Many of these divalent complexes are sensitive to aerial oxidation. The chromium complex is oxidized by water. Indeed, previous attempts to prepare Cr(diars)2X2 had failed. The chromium compounds were eventually synthesized by his co-worker Anthony Nicholl Rail only a month before Nyholm's death, using rigorous air-free techniques.[10]
Together with Professor Ronald Gillespie, Nyholm developed the VSEPR (Valence shell electron pair repulsion) theory for the simple prediction of molecular geometry. This theory emphasized classical pictures of bonding, adapted to include features of quantum theory, but focusing on electron clouds of varying density within a probability envelope.

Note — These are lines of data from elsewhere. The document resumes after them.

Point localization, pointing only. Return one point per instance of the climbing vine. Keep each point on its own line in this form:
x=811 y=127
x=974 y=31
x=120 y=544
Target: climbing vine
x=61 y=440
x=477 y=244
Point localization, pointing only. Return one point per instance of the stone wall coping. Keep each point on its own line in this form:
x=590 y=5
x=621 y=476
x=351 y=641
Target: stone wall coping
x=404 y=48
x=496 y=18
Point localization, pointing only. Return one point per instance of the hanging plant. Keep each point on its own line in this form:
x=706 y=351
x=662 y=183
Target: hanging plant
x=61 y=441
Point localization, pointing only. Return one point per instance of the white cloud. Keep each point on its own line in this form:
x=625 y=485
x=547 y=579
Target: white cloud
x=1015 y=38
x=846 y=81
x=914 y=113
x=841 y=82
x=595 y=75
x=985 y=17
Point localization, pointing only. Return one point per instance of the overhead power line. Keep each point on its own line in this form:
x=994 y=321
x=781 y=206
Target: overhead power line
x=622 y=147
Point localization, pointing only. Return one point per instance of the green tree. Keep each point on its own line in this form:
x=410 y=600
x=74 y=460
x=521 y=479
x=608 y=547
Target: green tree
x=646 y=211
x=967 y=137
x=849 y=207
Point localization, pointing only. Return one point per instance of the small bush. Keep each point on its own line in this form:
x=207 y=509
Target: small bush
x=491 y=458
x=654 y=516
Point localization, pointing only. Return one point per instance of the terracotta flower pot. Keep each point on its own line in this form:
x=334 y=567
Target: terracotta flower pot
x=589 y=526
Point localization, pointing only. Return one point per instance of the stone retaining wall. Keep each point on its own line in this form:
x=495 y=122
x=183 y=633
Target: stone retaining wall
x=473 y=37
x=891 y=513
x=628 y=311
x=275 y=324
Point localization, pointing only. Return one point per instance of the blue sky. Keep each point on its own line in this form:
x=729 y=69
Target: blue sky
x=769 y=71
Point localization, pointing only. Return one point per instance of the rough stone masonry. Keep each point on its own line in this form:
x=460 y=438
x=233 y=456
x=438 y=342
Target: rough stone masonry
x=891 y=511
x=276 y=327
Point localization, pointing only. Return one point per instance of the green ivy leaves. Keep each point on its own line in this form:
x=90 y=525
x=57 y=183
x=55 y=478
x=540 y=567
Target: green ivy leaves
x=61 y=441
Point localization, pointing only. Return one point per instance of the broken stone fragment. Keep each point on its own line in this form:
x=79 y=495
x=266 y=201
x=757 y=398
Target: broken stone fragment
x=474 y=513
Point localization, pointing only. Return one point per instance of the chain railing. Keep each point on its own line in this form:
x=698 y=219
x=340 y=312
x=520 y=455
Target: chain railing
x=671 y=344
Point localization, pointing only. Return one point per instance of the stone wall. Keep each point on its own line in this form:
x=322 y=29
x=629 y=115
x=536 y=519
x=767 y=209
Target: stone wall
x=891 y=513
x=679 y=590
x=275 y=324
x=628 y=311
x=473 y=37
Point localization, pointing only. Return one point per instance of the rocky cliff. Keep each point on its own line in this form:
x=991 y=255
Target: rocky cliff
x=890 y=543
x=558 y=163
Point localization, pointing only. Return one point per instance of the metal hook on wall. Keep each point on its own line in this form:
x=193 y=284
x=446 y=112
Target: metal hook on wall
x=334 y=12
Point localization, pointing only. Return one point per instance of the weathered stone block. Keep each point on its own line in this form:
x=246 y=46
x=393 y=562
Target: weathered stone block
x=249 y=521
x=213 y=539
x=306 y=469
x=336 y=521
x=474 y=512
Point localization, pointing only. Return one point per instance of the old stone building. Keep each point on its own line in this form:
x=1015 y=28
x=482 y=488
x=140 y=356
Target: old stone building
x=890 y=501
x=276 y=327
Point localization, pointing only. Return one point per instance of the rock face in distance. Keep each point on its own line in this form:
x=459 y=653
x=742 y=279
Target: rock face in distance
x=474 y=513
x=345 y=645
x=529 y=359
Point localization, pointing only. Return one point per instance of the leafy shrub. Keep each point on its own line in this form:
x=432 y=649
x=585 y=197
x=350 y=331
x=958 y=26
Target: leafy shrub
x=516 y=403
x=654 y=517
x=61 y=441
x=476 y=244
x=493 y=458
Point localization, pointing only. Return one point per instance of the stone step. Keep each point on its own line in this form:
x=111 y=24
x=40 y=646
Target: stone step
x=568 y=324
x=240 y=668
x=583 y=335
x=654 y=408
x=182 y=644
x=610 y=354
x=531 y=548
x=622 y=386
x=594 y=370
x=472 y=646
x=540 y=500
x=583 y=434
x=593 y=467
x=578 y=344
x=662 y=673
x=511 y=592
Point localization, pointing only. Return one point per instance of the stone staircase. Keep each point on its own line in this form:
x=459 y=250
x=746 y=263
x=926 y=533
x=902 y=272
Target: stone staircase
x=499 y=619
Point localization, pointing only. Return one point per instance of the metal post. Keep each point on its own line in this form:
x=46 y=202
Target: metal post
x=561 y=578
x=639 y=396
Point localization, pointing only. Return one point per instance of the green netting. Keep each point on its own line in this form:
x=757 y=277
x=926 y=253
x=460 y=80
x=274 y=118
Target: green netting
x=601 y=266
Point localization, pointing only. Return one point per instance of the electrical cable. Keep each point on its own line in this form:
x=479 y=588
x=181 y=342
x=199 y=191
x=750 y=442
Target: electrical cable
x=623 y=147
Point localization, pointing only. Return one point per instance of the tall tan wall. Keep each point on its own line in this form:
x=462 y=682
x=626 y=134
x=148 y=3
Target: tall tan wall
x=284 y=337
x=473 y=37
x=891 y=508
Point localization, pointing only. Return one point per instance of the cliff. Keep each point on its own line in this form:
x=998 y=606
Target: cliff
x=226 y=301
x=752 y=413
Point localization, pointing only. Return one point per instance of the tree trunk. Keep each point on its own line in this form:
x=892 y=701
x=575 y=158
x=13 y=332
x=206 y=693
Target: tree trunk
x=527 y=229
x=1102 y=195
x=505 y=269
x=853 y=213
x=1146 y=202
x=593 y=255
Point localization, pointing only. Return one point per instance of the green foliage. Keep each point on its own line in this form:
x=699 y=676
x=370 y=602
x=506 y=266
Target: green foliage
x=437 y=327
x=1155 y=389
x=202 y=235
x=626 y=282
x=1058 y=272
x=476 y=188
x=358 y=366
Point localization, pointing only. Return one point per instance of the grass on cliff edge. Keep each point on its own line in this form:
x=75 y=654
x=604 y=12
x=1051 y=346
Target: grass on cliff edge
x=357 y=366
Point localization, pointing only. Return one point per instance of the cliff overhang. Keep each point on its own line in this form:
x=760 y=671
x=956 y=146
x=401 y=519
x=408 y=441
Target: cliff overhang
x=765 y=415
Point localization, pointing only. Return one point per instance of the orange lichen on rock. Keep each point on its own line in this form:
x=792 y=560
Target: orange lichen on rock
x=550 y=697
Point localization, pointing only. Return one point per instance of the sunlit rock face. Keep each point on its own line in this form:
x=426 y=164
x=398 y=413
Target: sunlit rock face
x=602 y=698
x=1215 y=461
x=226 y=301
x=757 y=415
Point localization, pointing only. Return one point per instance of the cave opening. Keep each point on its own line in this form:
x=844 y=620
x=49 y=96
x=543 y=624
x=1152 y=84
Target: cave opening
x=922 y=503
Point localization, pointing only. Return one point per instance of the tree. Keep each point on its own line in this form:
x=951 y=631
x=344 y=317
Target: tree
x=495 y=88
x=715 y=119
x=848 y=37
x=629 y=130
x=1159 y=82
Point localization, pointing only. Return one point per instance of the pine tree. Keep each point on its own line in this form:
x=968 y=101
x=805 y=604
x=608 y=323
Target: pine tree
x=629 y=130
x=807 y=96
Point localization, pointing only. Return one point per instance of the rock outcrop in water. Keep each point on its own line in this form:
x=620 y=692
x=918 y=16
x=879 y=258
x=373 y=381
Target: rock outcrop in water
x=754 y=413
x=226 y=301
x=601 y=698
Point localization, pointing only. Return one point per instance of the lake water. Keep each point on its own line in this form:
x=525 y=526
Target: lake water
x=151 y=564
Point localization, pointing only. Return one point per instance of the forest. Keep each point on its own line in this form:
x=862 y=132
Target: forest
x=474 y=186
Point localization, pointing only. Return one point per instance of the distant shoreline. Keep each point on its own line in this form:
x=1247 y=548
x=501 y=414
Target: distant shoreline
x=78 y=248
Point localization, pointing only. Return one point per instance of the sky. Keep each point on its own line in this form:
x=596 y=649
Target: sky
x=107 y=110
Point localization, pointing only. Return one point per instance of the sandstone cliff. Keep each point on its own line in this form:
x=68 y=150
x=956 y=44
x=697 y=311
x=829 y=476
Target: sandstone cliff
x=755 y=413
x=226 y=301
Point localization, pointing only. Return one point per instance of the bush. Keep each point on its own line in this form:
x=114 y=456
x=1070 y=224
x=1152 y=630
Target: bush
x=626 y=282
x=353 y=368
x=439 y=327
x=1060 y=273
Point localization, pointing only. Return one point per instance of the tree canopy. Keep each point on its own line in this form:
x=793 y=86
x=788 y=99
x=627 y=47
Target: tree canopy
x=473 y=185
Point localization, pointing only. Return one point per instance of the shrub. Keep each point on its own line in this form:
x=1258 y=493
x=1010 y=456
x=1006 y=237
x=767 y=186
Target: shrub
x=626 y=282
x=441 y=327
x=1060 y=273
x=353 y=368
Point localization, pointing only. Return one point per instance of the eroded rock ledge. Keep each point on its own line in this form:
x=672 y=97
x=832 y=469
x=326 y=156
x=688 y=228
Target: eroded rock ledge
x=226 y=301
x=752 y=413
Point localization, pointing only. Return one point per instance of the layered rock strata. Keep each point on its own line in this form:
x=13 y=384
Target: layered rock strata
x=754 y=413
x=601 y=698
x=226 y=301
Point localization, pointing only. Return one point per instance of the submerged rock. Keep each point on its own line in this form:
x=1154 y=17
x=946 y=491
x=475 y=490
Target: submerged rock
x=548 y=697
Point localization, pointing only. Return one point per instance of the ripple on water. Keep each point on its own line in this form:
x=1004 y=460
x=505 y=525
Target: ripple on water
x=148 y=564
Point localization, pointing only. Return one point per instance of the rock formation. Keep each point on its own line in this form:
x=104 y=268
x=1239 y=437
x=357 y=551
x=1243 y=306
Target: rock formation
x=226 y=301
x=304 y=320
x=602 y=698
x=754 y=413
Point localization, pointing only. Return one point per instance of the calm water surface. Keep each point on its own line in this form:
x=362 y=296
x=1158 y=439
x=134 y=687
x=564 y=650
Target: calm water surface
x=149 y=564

In his inaugural lecture as professor of chemistry at University College London, Nyholm spoke of his concern for the teaching of chemistry.[11][12] In 1957 Nyholm organized the first of an annual series of Summer Schools at University College on new aspects of chemical knowledge and theory, and demonstrations of new equipment. In the early sixties, the Nuffield Foundation, at least partly as a result of Nyholm's influence, established the Science Teaching project, of which Nyholm was the first Chairman of the Chemistry Consultative Committee. This program led to the development of experiential GCE courses that emphasized the process of chemistry, rather than the recall of chemical facts, and explored the role of chemistry in society. In 1971 Nyholm published an article entitled 'Education for Change' in which he differentiated between education and training as it applies to chemistry.[13] He defined education as 'a process in which a person receives a training for a full life in a rapidly changing modern society, carried out in such a manner as will ensure the maximum development of the individual personality'. He was not a person who placed too much emphasis on fact-burdened and fact-tested learning such as in the National Curriculum developments in England in the nineteen-nineties.
Nyholm defined training for a full life as including:[citation needed]
Nyholm was associated with industry all of his life. One of his earliest positions was as a chemist at Eveready Batteries in Sydney. The application of science to useful products was of great importance to him, and he is purported to have admired the DuPont logo "Better things for better living through chemistry". He was an active consultant to a number of companies including ICI and Johnson Matthey in the UK and DuPont in the US.
The Nyholm Prize for Inorganic Chemistry[14] and the Nyholm Prize for Education,[15] founded by the Chemical Society in 1973, are now awarded biennially by the Royal Society of Chemistry.
The mineral Nyholmite is named after Nyholm.[16] It was discovered in Broken Hill in 2009 and its structure was elucidated by Elliot et al.[17]